Podczas następnego odliczania więzień nr 8612 powiedział do innych więźniów "nie możecie stąd wyjść, nie da się przerwać eksperymentu". To była dla nich naprawdę przytłaczająca wiadomość, zwiększająca ich poczucie bycia uwięzionymi. Więzień nr 8612 następnie zaczął zachowywać się jak cierpiący na poważne zaburzenia umysłowe: krzyczał, przeklinał, zupełnie nie panował nad sobą. Dopiero po pewnym czasie przekonaliśmy się, że jest naprawdę chory i że musimy go wypuścić.


Rodzice i przyjaciele

Następnego dnia urządziliśmy godzinę odwiedzin dla rodzin i przyjaciół. Obawialiśmy się, że gdy rodzice zobaczą stan naszego więzienia, będą chcieli zabrać naszych podopiecznych do domów. By temu zapobiec, postaraliśmy się wszyscy, aby więzienie wypadło miło i przytulnie. Umyliśmy, ogoliliśmy i wyszykowaliśmy więźniów na wizytę, kazaliśmy im wyczyścić cele, daliśmy im sutą kolację, włączyliśmy muzykę przez interkom. Zaprosiliśmy również Susie Phillips, cheerleaderkę ze Stanford, żeby witała naszych gości przy recepcji.

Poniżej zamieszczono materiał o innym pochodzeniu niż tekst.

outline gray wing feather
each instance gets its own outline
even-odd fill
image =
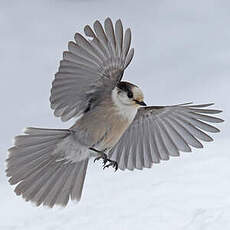
[[[108,38],[108,48],[110,50],[110,56],[115,57],[116,42],[115,42],[113,23],[110,18],[105,19],[104,27],[105,27],[106,36]]]
[[[128,52],[129,52],[130,44],[131,44],[131,30],[130,30],[130,28],[128,28],[125,31],[125,38],[124,38],[124,42],[123,42],[123,52],[122,52],[123,57],[127,56]]]
[[[127,29],[123,38],[121,20],[113,26],[107,18],[104,28],[96,21],[93,28],[84,28],[89,39],[76,33],[75,42],[68,43],[52,83],[51,108],[63,121],[81,115],[111,93],[134,55],[133,49],[129,51],[131,31]]]
[[[105,56],[107,58],[110,57],[110,51],[109,51],[109,48],[108,48],[108,39],[105,35],[105,31],[101,25],[101,23],[99,21],[95,21],[95,23],[93,24],[93,27],[94,27],[94,30],[95,30],[95,33],[96,35],[94,35],[94,38],[98,38],[98,41],[101,42],[102,44],[102,47],[104,48],[105,50]]]
[[[220,131],[208,123],[223,122],[209,115],[221,110],[204,109],[211,105],[186,103],[140,108],[133,123],[109,152],[109,157],[117,160],[121,170],[133,170],[149,168],[160,160],[179,156],[180,151],[191,152],[191,147],[203,148],[200,141],[213,141],[205,132]]]
[[[123,26],[121,20],[117,20],[115,24],[115,37],[116,37],[116,53],[121,56],[122,45],[123,45]]]
[[[156,120],[156,123],[158,123],[158,126],[160,127],[161,134],[162,134],[161,137],[162,137],[164,145],[167,149],[168,154],[171,156],[179,156],[178,148],[177,148],[176,144],[174,143],[174,141],[170,135],[170,132],[167,130],[165,123],[160,122],[158,120]]]
[[[129,63],[132,61],[133,55],[134,55],[134,49],[132,48],[130,50],[130,52],[128,53],[128,55],[127,55],[127,58],[125,60],[125,67],[124,68],[126,68],[129,65]]]

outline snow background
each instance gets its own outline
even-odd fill
[[[228,0],[0,1],[0,229],[230,229],[230,2]],[[49,108],[53,75],[67,42],[110,16],[132,30],[124,78],[145,101],[215,102],[225,123],[205,148],[143,171],[91,163],[80,203],[35,207],[5,177],[12,138],[27,126],[67,128]]]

Kiedy już przyszło kilkunastu gości, byli zaskoczeni nowatorstwem i przyjaznością naszego więzienia. Stopniowo zaczęliśmy wprowadzać ograniczenia. Kazaliśmy im rejestrować się, potem musieli pół godziny czekać na spotkanie z więźniem, na odwiedzinach mogło być tylko dwóch gości, a czas wizyty nie mógł przekroczyć dziesięciu minut. Cała wizyta odbywała się w obecności strażnika. Zanim jednak można było spotkać się w więźniem, konieczna była konsultacja z naczelnikiem więzienia. Oczywiście rodzice narzekali na te wszystkie reguły, ale co dziwne, dostosowywali się. W ten sposób najzwyklejsi, dobrzy rodzice też stali się w pewnym sensie aktorami w naszym więziennym przedstawieniu.


Niektórzy rodzice bardzo się zmartwili gdy zabaczyli jak zmęczeni i strapieni są ich synowie. Ale ich reakcja była pożądana, bo chcieliśmy by oni też mieli swój wkład w eksperyment, żeby napisali osobiste podania do inspektora więzienia z prośbą o polepszenie warunków dla ich syna. Kiedy jedna z matek podeszła do mnie i powiedziała, że nigdy nie widziała, żeby jej syn tak źle wyglądał, automatycznie odpowiedziałem zrzucając winę na nią: "A co mu jest? Czy on źle sypia?". Następnie spytałem ojca "czy myśli pan że syn sobie da radę?".

"Oczywiście, że tak" -- zjeżył się ojciec -- "to bardzo twardy chłopak". "Chodź, kochanie, już dość czasu tu sterczeliśmy" -- rzekł do żony, po czym powiedział do mnie "do zobaczenia następnym razem!".


DYSKUSJA

Porównaj reakcje naszych gości z zachowaniem ludzi w zetknięciu z prawdziwymi policjantami. Co jest charakterystycznego w ich zachowaniu?